March 6 (Bloomberg) -- Consumer prices in Ecuador, which uses the U.S. dollar as its official currency, rose at their fastest pace in five months in February, led by increases in food and health costs, the statistics agency reported.
Prices climbed 0.78 percent last month and increased 5.53 percent from February 2011, the National Statistics and Census Institute said today in a report on its website. Producer prices fell 0.57 percent in February and increased 1.94 percent from a year earlier, according to the report.
Food prices have risen this year as record rainfall in coastal areas damaged crops and disrupted supplies, according to today’s report and data from the country’s National Meteorology and Hydrology Institute. Bad weather, minimum wage increases and higher prices for imported commodities are pressuring costs, according to Deloitte & Touche LLP.
“Inflation this year is expected to rise,” the company’s Quito office said today in a report published before the data’s release. “It’s probable that there exists a scarcity of some products because of the effects of the winter, which could increase their costs.”
Above-average rainfall is expected to continue in coastal areas and the Andean highlands until the end of May, the weather agency said in a Feb. 29 report.
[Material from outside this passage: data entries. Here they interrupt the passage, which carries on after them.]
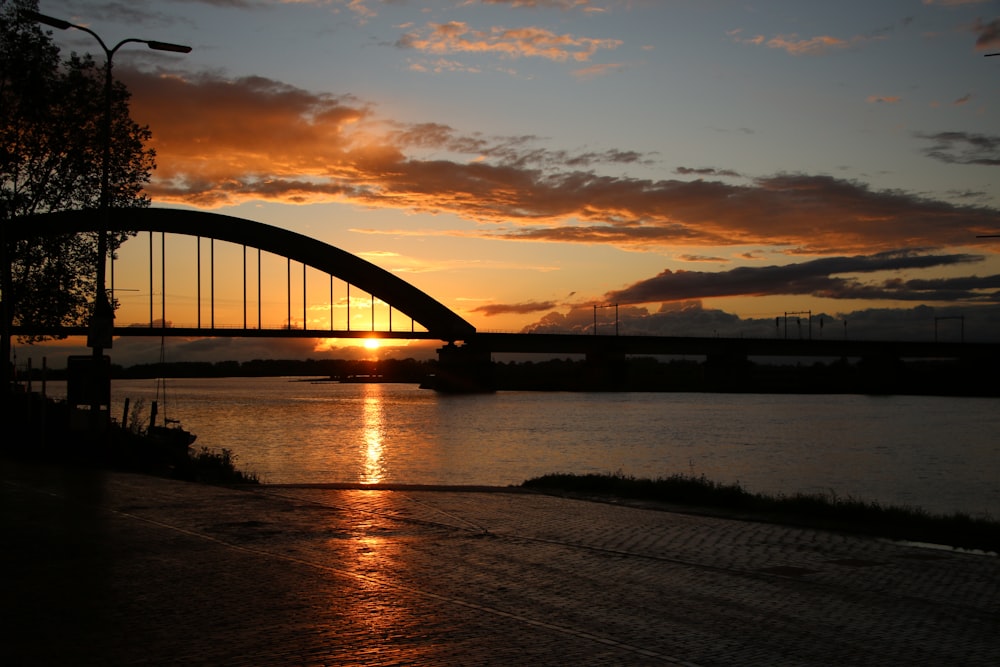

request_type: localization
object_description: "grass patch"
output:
[521,472,1000,553]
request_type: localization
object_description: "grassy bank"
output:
[522,473,1000,553]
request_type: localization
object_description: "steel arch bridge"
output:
[7,208,476,343]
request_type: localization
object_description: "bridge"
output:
[8,208,1000,388]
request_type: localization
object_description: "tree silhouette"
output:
[0,0,155,365]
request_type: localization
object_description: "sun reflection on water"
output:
[361,384,386,484]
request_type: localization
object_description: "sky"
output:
[13,0,1000,366]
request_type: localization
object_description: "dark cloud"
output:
[973,19,1000,51]
[916,132,1000,167]
[674,167,740,177]
[524,301,1000,342]
[606,252,1000,304]
[120,68,1000,254]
Prices rose the most last month in the coastal city of Esmeraldas, jumping 1.48 percent. Inflation was 0.92 percent in the nation’s largest city, Guayaquil, the agency said.
Ecuador, the smallest member of the Organization of Petroleum Exporting Countries, subsidizes fuel costs and the domestic use of natural gas.
Annual inflation is forecast to average 5.14 percent this year compared with 4.7 percent in 2011, while the economy may expand 5.35 percent, according to the Finance Ministry’s 2012 budget.